The binding model we used is equivalent to the Hill equation as it accounts for the variable slope of sigmoid function by inclusion of input scaling factor k, which is equivalent to the hill coefficient. Simple one site binding model and two site binding model were also considered but provided worse fits to the data than model including binding cooperativity. Not providing values of fitted parameter k was our mistake, and it was corrected (Fig. 5. with a legend). Additionally, output scaling parameter L is not necessary as fraction bound takes values from 0 to 1, therefore we have fitted the curves again without this parameter. The new values of fitted parameters are very similar to the previous ones. To make text more accessible to the reader, we have used a conventional form of Hill equation. Indeed, AncA0 Q66H G109D ACD displays higher binding cooperativity than more ancestral AncA0 ACD (hill coefficient 2.3 for AncA0 vs 3.7 for AncA0 Q66H G109D). Fitted values of Hill coefficients are higher than one can expect for 2-site ACD dimer, which is probably caused by an experimental setup of BLI, where C-terminal peptide is immobilized on the sensor and ACD is present in solution as bivalent analyte leading to emergence of avidity effects. Both cooperativity and avidity are reflected in the value of Hill coefficient, however as ligand density on the sensor is the same in all experiments only change in ACD binding cooperativity can account for observed difference in the value of Hill coefficients. Difference in the C-terminal peptide binding cooperativity may influence the process of sHsp oligomerization and assembly formation despite similar binding affinity, especially if avidity of multiple binding sites within oligomer is considered.

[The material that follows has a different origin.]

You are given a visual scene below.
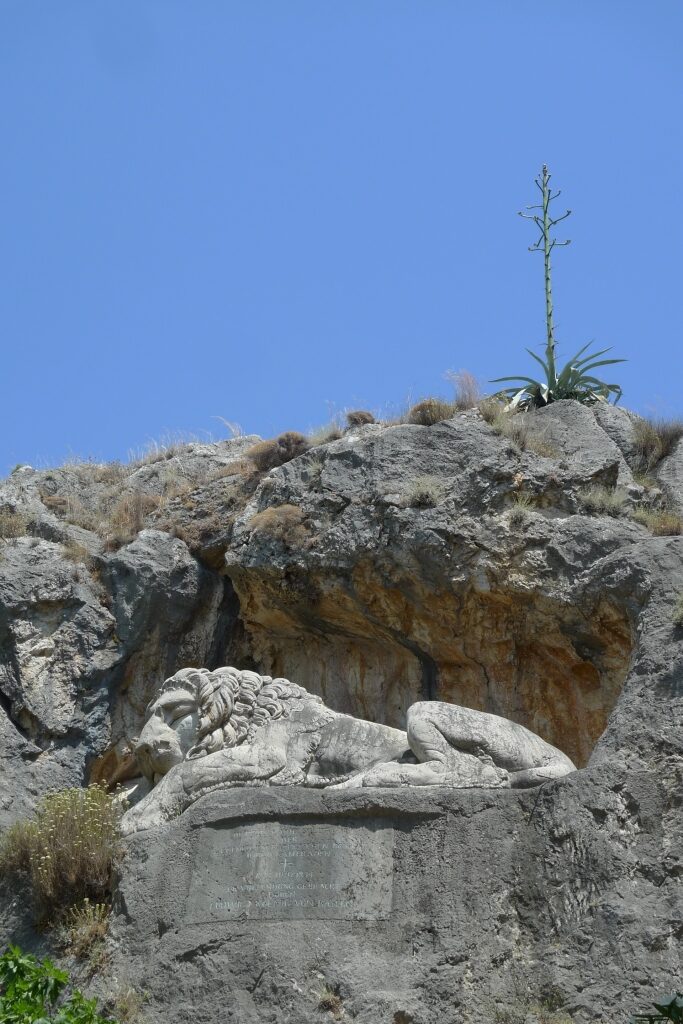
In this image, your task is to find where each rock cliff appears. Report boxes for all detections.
[0,400,681,1022]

In addition, we changed the legend to Figure S8 (now called Fig. 5 – figure supplement 4A ) to clarify the fact that the differences in average hydrodynamic radius are in fact ferly small. To highlight the observation that there are two populations of particles in AncA0 and AncA0 Q66H G109D measured at 25, 35 and 45 °C with different hydrodynamic diameters, we used % of intensity in DLS measurement. It allows us to show the change in the hydrodynamic diameter distribution that is relatively small. We recognize it was not properly explained in the article and added a clarification in figure description.

Lastly, the authors use likelihood methods to test for signatures of selection. This reviewer is not a fan of these methods, as they are easily misled by common biological processes (see PMID 37395787 for a recent critique). Perhaps these pitfalls could simply be acknowledged, as I don't think the selection analysis is very important to the impact of the work.

We thank the reviewer for pointing to the recent research about limitations of methods used in our work in selection analysis. As per recommendation we added acknowledgment of limitations of methods used to discussion (page 9, line 9 - 13), modifying wording of our conclusions to deemphasize significance of selection analysis results.